Ancadal and Rameil immediately reacted, their bows in their hands with an arrow to the string before the deadly shaft had even halted its flight embedded in the leafy undergrowth.
"What was that?" Ancadal asked, his green eyes narrowed at the dark trees.
"Commander, are you all right?" Rameil asked at the same time, having noted the red stain seeping through the other elf's tunic. Haldir reached over his shoulder and gently touched the stinging score the arrow had opened in his back. He retracted his hand, glancing at his blood-smeared fingertips.
"Fine- 'tis just a scratch." He returned his gaze to the path before him and frowned.
"Legolas?" he called out.
But the prince had vanished again.
Legolas had run as soon as he'd heard the whistle of the arrow, thinking it meant for him. Someone had been sent to kill me he thought wildly, his heart thundering in his chest. Even though he was in danger, he could not bring risk to anyone else.
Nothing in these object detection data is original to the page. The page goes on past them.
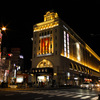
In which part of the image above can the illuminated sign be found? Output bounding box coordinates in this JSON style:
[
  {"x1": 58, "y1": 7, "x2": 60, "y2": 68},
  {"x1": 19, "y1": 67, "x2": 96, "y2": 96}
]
[
  {"x1": 63, "y1": 25, "x2": 68, "y2": 31},
  {"x1": 41, "y1": 37, "x2": 50, "y2": 54},
  {"x1": 16, "y1": 76, "x2": 23, "y2": 83}
]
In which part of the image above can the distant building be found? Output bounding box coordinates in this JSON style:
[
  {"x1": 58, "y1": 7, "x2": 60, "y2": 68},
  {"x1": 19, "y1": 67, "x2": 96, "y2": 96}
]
[{"x1": 32, "y1": 11, "x2": 100, "y2": 85}]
He had to get away or Haldir and his friends would die too. His sobs choked with breathlessness, he tripped and sprawled in the snow, picked himself up again and stumbled on. He didn't know where he was going. He didn't care He just knew he had to get as far away as fast as he could.
As Legolas leapt lightly over a fallen trunk across his intended path, his limbs suddenly caught in midair as though he'd been frozen or jerked like a puppet on a string. He struggled to move but it was like trying to fight water. In the dim light, he could not see what held him but he felt it and his heart froze with terror.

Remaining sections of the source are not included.